Installed at the second pump station on the Swan Reach to Stockwell Pipeline, the large solar array will reduce the operating costs required to deliver clean, safe drinking water from the Swan Reach Water Filtration Plant to thousands of customers in the Barossa region.

SA Water’s Senior Manager Zero Cost Energy Future, Nicola Murphy, said the solar array will generate around 5,224 megawatt hours of clean, green energy every year.

“The Swan Reach to Stockwell Pipeline spans across more than 50kms inland from the mighty Murray across to the northern Barossa area, and therefore requires significant energy to pump clean, safe drinking water across such large distances,” Ms Murphy said.

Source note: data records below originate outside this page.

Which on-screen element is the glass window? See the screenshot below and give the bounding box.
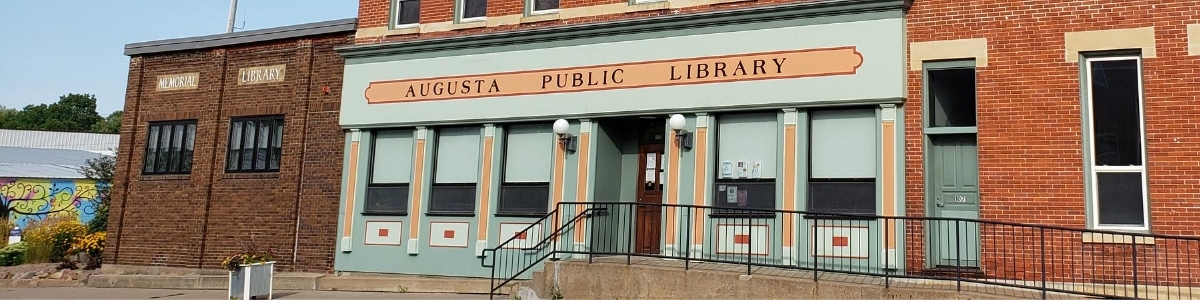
[1085,57,1147,228]
[808,108,877,215]
[366,130,414,215]
[429,126,481,214]
[498,124,553,215]
[142,120,197,175]
[227,115,284,173]
[927,68,977,127]
[712,112,777,215]
[461,0,486,20]
[393,0,420,26]
[532,0,558,12]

“With all the site’s panels connected and ready to capture the Swan Reach sunshine, we can help offset our energy needs using solar power, without altering the important operations of the water filtration plant.

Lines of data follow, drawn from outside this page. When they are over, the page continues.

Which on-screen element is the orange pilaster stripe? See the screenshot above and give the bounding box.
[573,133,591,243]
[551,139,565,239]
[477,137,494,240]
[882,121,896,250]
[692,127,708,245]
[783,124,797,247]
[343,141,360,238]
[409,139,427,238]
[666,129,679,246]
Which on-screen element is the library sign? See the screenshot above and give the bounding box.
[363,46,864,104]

“We want to set an example of proactive environmental leadership, focused on sustainability and action on climate change, and this solar array is a terrific example of how we can make a real difference in slashing carbon emissions to the tune of around 2,240 tonnes every year.

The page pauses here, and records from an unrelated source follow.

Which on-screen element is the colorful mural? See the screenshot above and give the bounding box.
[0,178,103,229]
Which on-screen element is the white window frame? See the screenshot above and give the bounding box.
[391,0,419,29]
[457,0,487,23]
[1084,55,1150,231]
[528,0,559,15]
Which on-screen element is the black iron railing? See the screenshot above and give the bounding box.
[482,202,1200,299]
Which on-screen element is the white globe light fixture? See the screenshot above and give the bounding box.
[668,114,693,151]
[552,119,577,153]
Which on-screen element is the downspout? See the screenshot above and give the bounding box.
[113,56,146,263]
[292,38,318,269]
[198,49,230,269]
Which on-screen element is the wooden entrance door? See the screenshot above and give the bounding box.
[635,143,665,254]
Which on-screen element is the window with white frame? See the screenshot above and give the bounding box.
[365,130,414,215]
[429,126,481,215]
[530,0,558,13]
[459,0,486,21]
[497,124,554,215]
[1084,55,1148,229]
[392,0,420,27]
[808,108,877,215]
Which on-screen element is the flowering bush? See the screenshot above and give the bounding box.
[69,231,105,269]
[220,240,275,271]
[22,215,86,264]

“This is one of two solar sites set to be up and running in the Swan Reach region, with a further 16,000 panels currently being connected and soon to be energised at the pipeline’s first pump station.

“Together with our other 30-plus solar sites strategically placed at our treatment plants, pump stations and depots across South Australia, we’re sustainably reducing our operating expenses and ensuring we keep prices low and stable for our customers.”

SA Water’s zero cost energy future initiative has seen more than 360,000 solar panels positioned at sites like the Bolivar Wastewater Treatment Plant, Adelaide Desalination Plant and major pump stations along the Morgan to Whyalla Pipeline, with all sites to be energised and connected to the national electricity grid over the coming months.

“This initiative was designed by our people, and shows South Australians leading the way with the smarts and skills to integrate renewable energy and storage across our existing plants, pump stations and other land holdings,” Ms Murphy said.